Over ten years that I smoke the price has more than tripled perhaps quadrupled
(Belgium, Europe). The justification behind increasing the prices is always to
encourage people to stop smoking. The discussion I have with these other
smokers whenever the price has risen always ends with the same conclusion:
they don't want us to stop smoking, they just want to extract more money by
using small increments, and letting us get accustomed to the new price. We
always reach the conclusion it would be better to not let the price rise for a
couple of years and then _double_ the price of tobacco products. A lot of
people would stop simply because they don't economically agree to the new
price, and many who want to stop but have a hard time because their friends
are still smoking would have an easier time because it would _synchronize_ our
efforts to stop smoking. Obviously that will lead to a substantial loss of
income to both tobacco industry and government, who are sponsoring various
cancer treatments (both tobacco related and unrelated cancers) with the income
from tobacco products. The "beautiful" aspect is that in contrast to non-
addictive products the lobbyists for tobacco companies don't even need to
bribe government, since government has been co-opted through taxation.
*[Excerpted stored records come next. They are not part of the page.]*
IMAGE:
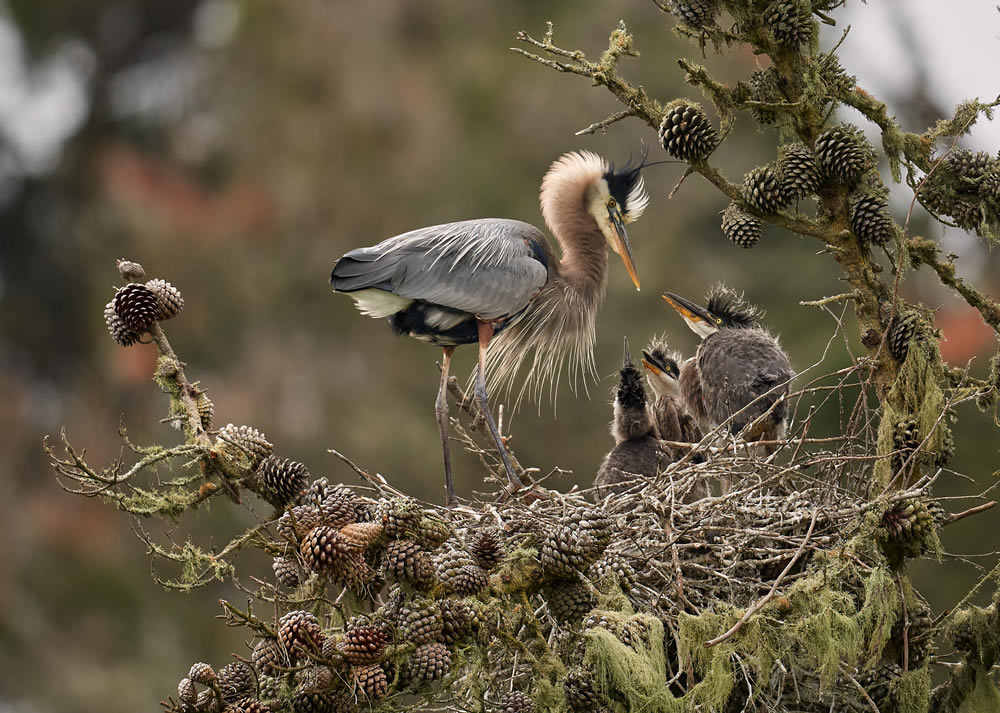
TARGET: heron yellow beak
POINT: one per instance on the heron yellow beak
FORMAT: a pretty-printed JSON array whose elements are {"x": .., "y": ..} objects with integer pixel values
[
  {"x": 689, "y": 310},
  {"x": 621, "y": 245},
  {"x": 649, "y": 361}
]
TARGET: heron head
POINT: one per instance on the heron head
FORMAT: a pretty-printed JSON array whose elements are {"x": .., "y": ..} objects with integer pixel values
[
  {"x": 618, "y": 197},
  {"x": 662, "y": 370}
]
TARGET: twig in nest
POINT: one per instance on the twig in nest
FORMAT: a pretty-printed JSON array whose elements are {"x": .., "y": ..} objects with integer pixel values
[
  {"x": 971, "y": 511},
  {"x": 770, "y": 595}
]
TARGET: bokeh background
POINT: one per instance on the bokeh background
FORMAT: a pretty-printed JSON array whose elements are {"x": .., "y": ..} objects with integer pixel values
[{"x": 237, "y": 148}]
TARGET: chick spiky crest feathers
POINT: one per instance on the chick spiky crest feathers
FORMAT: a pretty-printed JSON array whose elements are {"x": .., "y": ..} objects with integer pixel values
[{"x": 732, "y": 307}]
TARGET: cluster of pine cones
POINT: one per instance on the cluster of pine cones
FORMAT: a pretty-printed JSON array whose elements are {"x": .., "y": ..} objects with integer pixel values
[
  {"x": 841, "y": 154},
  {"x": 966, "y": 187},
  {"x": 425, "y": 585},
  {"x": 788, "y": 21},
  {"x": 136, "y": 306}
]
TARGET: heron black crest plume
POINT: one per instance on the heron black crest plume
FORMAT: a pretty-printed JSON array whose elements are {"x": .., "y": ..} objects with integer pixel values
[{"x": 732, "y": 308}]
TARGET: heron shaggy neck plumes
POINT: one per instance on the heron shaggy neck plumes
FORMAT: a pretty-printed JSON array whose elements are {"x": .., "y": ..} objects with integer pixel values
[{"x": 560, "y": 323}]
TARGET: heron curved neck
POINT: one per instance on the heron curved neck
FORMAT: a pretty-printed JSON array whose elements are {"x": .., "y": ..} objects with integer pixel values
[{"x": 583, "y": 264}]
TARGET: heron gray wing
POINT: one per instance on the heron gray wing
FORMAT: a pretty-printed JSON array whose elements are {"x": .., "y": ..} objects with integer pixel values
[{"x": 489, "y": 267}]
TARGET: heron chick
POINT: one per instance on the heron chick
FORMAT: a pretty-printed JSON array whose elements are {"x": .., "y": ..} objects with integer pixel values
[
  {"x": 638, "y": 454},
  {"x": 740, "y": 374},
  {"x": 471, "y": 281},
  {"x": 673, "y": 421}
]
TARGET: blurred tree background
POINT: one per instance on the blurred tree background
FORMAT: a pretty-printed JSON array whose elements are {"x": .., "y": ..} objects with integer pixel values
[{"x": 237, "y": 149}]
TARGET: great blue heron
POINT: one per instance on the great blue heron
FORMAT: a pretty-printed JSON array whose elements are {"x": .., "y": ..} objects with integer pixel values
[
  {"x": 462, "y": 283},
  {"x": 673, "y": 420},
  {"x": 740, "y": 373},
  {"x": 638, "y": 451}
]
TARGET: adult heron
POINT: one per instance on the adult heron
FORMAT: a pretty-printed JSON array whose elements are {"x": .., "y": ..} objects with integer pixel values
[
  {"x": 740, "y": 374},
  {"x": 638, "y": 454},
  {"x": 471, "y": 281}
]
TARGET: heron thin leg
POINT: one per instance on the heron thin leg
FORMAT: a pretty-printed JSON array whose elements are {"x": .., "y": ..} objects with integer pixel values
[
  {"x": 441, "y": 409},
  {"x": 485, "y": 334}
]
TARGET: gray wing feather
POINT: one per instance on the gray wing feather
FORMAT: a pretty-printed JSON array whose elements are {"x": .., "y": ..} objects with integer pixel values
[
  {"x": 738, "y": 367},
  {"x": 486, "y": 267}
]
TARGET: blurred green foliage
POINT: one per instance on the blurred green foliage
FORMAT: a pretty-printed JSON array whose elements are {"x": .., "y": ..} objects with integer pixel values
[{"x": 236, "y": 150}]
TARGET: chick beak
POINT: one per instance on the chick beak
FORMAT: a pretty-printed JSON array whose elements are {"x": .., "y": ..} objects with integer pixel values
[
  {"x": 621, "y": 244},
  {"x": 691, "y": 312},
  {"x": 651, "y": 363},
  {"x": 626, "y": 357}
]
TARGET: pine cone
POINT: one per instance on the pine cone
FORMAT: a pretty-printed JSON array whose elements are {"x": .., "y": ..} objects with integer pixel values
[
  {"x": 207, "y": 702},
  {"x": 305, "y": 517},
  {"x": 908, "y": 520},
  {"x": 487, "y": 548},
  {"x": 989, "y": 188},
  {"x": 363, "y": 644},
  {"x": 569, "y": 600},
  {"x": 339, "y": 508},
  {"x": 206, "y": 409},
  {"x": 800, "y": 175},
  {"x": 968, "y": 165},
  {"x": 370, "y": 681},
  {"x": 687, "y": 134},
  {"x": 741, "y": 227},
  {"x": 878, "y": 683},
  {"x": 137, "y": 306},
  {"x": 904, "y": 327},
  {"x": 202, "y": 673},
  {"x": 470, "y": 579},
  {"x": 286, "y": 571},
  {"x": 235, "y": 680},
  {"x": 790, "y": 22},
  {"x": 187, "y": 692},
  {"x": 244, "y": 445},
  {"x": 762, "y": 190},
  {"x": 168, "y": 298},
  {"x": 402, "y": 519},
  {"x": 844, "y": 153},
  {"x": 362, "y": 534},
  {"x": 870, "y": 219},
  {"x": 457, "y": 620},
  {"x": 696, "y": 13},
  {"x": 129, "y": 270},
  {"x": 765, "y": 87},
  {"x": 614, "y": 565},
  {"x": 450, "y": 567},
  {"x": 299, "y": 630},
  {"x": 325, "y": 551},
  {"x": 569, "y": 550},
  {"x": 580, "y": 693},
  {"x": 281, "y": 480},
  {"x": 422, "y": 622},
  {"x": 406, "y": 561},
  {"x": 247, "y": 705},
  {"x": 122, "y": 334},
  {"x": 429, "y": 663},
  {"x": 516, "y": 702},
  {"x": 268, "y": 656}
]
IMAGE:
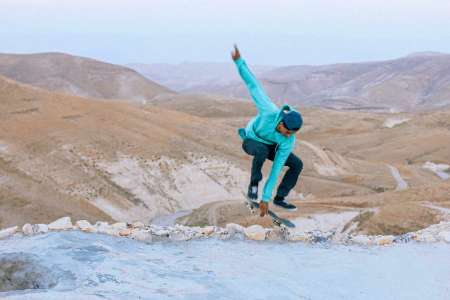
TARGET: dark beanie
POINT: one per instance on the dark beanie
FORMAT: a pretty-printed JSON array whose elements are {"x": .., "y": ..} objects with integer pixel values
[{"x": 292, "y": 120}]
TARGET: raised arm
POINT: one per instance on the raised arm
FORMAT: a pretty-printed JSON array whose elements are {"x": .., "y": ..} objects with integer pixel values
[{"x": 262, "y": 101}]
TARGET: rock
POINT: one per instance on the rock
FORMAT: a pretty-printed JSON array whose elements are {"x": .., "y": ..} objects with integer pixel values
[
  {"x": 426, "y": 237},
  {"x": 8, "y": 232},
  {"x": 40, "y": 228},
  {"x": 85, "y": 226},
  {"x": 125, "y": 232},
  {"x": 404, "y": 238},
  {"x": 275, "y": 234},
  {"x": 138, "y": 224},
  {"x": 119, "y": 226},
  {"x": 233, "y": 228},
  {"x": 255, "y": 232},
  {"x": 179, "y": 236},
  {"x": 384, "y": 240},
  {"x": 298, "y": 236},
  {"x": 208, "y": 230},
  {"x": 445, "y": 236},
  {"x": 162, "y": 232},
  {"x": 104, "y": 227},
  {"x": 63, "y": 223},
  {"x": 141, "y": 235},
  {"x": 361, "y": 240},
  {"x": 27, "y": 229}
]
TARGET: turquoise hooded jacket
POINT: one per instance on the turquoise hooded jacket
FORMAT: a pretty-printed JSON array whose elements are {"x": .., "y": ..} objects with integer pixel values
[{"x": 262, "y": 127}]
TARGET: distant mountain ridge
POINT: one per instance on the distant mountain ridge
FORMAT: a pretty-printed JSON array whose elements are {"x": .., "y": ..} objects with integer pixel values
[
  {"x": 419, "y": 81},
  {"x": 79, "y": 76},
  {"x": 192, "y": 77}
]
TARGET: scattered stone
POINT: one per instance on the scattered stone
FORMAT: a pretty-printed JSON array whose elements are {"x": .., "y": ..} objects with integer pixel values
[
  {"x": 63, "y": 223},
  {"x": 404, "y": 238},
  {"x": 119, "y": 226},
  {"x": 141, "y": 235},
  {"x": 275, "y": 234},
  {"x": 361, "y": 240},
  {"x": 426, "y": 237},
  {"x": 384, "y": 240},
  {"x": 85, "y": 226},
  {"x": 208, "y": 230},
  {"x": 40, "y": 228},
  {"x": 125, "y": 232},
  {"x": 138, "y": 225},
  {"x": 27, "y": 229},
  {"x": 179, "y": 236},
  {"x": 162, "y": 232},
  {"x": 104, "y": 227},
  {"x": 8, "y": 232},
  {"x": 445, "y": 236},
  {"x": 255, "y": 232}
]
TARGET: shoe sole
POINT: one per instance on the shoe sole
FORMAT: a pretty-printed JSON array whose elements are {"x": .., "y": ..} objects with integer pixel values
[{"x": 289, "y": 209}]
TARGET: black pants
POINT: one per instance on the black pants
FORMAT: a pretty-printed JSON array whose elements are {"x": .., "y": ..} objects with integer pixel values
[{"x": 260, "y": 153}]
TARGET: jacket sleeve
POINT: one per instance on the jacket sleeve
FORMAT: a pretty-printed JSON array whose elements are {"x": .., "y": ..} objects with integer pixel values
[
  {"x": 281, "y": 156},
  {"x": 262, "y": 101}
]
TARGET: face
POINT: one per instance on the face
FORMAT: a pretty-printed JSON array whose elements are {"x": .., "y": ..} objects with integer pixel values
[{"x": 284, "y": 131}]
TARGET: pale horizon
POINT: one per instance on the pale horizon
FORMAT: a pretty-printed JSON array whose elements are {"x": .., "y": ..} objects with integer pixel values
[{"x": 267, "y": 32}]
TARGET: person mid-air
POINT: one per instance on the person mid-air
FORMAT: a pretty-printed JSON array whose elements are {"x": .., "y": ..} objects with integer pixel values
[{"x": 269, "y": 135}]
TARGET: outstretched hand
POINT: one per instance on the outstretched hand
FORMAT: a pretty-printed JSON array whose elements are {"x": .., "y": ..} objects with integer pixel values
[
  {"x": 263, "y": 208},
  {"x": 235, "y": 55}
]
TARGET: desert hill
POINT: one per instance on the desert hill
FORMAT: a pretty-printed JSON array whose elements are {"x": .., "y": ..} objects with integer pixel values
[
  {"x": 79, "y": 76},
  {"x": 416, "y": 82}
]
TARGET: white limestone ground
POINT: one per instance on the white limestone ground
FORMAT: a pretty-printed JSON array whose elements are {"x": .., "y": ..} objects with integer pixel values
[
  {"x": 392, "y": 122},
  {"x": 441, "y": 170},
  {"x": 98, "y": 266},
  {"x": 320, "y": 229},
  {"x": 401, "y": 183}
]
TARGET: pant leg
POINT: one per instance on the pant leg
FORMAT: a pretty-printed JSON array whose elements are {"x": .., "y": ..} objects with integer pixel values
[
  {"x": 290, "y": 178},
  {"x": 260, "y": 152}
]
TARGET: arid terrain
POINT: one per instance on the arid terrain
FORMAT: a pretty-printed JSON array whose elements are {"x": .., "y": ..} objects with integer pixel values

If we really wish to clear up the cigarette filters, stop smoking, and lower
future health care costs we should look at the "half-life" of cigarettes/euro,
and keep the price constant but double it every such half-life. That would
really give all smokers a memento mori to reconsider our habits, ... but
similarily it would also force tobacco industry _and government_ to kick off
the lucrative income from smokers!

As a smoker (but otherwise a very stubborn person) I can tell you we don't
have the spine to quit, certainly not on the basis of a 5% increasee in price!
Whack us with a price doubling! Then nearly all my friends who smoke, and
unknown people I may meet at performances, events, bars would stop in
synchrony.

3)

Wasn't the mass introduction of filters at least partially a marketing ploy
minimize the health concerns as they started to rise in public perception? How
effective are filters really? Are those smokers who were intimidated into
buying more expensive and "healthier" cigarettes by both industry and family
(indirectly still industry) really the cause of the current widespread
pollution of these filters? Or were it the marketers, similar to all the
pollution of plastic water bottles? A marketing ploy in the quest for money,
with the side effect of polluting nature?